American gunsmith and manufacturer

Benjamin Tyler Henry (March 22, 1821 - June 8, 1898) was an American gunsmith and manufacturer. He was the inventor of the Henry rifle, the first reliable lever-action repeating rifle.

Henry was born in Claremont, New Hampshire, in 1821. He apprenticed to a gunsmith as a young man and worked his way up to shop foreman at the Robins & Lawrence Arms Company of Windsor, Vermont, where he worked with Horace Smith and Daniel B. Wesson on a rifle known as the "Volitional Repeater."

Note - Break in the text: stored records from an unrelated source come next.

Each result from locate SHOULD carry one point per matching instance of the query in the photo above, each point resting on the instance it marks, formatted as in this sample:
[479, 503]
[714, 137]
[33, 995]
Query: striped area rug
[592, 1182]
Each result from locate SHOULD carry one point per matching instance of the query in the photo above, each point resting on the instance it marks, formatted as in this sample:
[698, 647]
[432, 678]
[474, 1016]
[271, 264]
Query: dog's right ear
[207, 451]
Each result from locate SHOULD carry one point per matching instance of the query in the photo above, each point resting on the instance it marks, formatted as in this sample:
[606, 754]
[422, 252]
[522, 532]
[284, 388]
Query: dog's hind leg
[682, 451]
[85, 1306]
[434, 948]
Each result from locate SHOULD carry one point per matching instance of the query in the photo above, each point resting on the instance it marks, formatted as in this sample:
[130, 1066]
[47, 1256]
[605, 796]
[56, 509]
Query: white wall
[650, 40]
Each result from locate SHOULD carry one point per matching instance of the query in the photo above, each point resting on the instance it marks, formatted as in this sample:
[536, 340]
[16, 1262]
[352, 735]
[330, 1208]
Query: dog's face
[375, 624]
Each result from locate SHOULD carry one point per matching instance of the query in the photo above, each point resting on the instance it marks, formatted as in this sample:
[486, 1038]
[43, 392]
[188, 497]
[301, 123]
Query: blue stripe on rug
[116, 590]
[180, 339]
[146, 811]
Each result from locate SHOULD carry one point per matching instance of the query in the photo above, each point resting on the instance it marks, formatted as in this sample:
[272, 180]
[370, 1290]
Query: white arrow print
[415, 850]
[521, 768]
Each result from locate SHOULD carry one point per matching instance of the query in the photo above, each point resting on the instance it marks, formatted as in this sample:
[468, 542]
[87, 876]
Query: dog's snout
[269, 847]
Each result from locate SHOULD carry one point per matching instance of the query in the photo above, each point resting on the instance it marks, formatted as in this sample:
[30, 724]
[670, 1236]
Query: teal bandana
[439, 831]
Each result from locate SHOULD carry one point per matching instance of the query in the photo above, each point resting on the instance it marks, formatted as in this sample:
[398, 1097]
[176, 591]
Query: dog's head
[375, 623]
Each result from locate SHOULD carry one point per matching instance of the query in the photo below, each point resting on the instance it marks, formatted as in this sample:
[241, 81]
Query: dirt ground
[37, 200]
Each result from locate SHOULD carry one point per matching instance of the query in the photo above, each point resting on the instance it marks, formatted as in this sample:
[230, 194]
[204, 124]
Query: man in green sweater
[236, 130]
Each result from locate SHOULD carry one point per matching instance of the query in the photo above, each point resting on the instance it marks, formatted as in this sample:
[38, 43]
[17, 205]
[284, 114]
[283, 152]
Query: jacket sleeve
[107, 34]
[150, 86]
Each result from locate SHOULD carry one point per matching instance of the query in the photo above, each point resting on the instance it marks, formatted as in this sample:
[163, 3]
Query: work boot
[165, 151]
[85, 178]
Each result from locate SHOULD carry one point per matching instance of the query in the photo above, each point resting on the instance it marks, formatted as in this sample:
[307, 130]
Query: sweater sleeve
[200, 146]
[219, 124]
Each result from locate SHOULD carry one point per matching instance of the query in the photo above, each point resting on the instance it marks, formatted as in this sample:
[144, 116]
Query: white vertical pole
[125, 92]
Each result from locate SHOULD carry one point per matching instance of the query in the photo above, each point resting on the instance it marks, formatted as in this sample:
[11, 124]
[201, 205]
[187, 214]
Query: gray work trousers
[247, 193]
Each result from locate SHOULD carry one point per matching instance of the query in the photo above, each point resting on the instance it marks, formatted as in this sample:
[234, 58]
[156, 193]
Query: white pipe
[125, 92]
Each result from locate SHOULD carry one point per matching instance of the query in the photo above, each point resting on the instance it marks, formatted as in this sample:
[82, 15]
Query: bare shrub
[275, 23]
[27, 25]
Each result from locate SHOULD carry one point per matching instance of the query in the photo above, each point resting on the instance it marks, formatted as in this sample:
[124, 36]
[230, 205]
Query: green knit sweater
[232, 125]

In 1854, Horace Smith and Daniel B. Wesson formed a new company with Courtlandt Palmer, and further improved the operating mechanism, developing the Smith & Wesson Lever pistol, and a new Volcanic cartridge. Production was in the shop of Horace Smith in Norwich, Connecticut. Originally using the name "Smith & Wesson Company," the name was changed to "Volcanic Repeating Arms Company" in 1855, with the addition of new investors, one of whom was Oliver Winchester. The Volcanic Repeating Arms Company obtained all rights for the Volcanic designs (both rifle and pistol versions were in production by this time) as well as the ammunition, from the Smith & Wesson Company. Wesson remained as plant manager for 8 months before rejoining Smith to found the "Smith & Wesson Revolver Company" upon obtaining the licensing of the Rollin White rear loading cylinder patent. Winchester forced the insolvency of the Volcanic Arms Company in late 1856, took over ownership and moved the plant to New Haven, Connecticut, where it was reorganized as the New Haven Arms Company in April 1857 and Henry was hired as plant superintendent. On October 16, 1860, he received a patent on the Henry .44 caliber repeating rifle, which soon proved the worth of the lever-action design on the battlefields of the American Civil War, where Henry rifles were used alongside muzzle-loading rifled muskets such as the Springfield Model 1861. The first Henry rifles were not produced for army use until mid-1862.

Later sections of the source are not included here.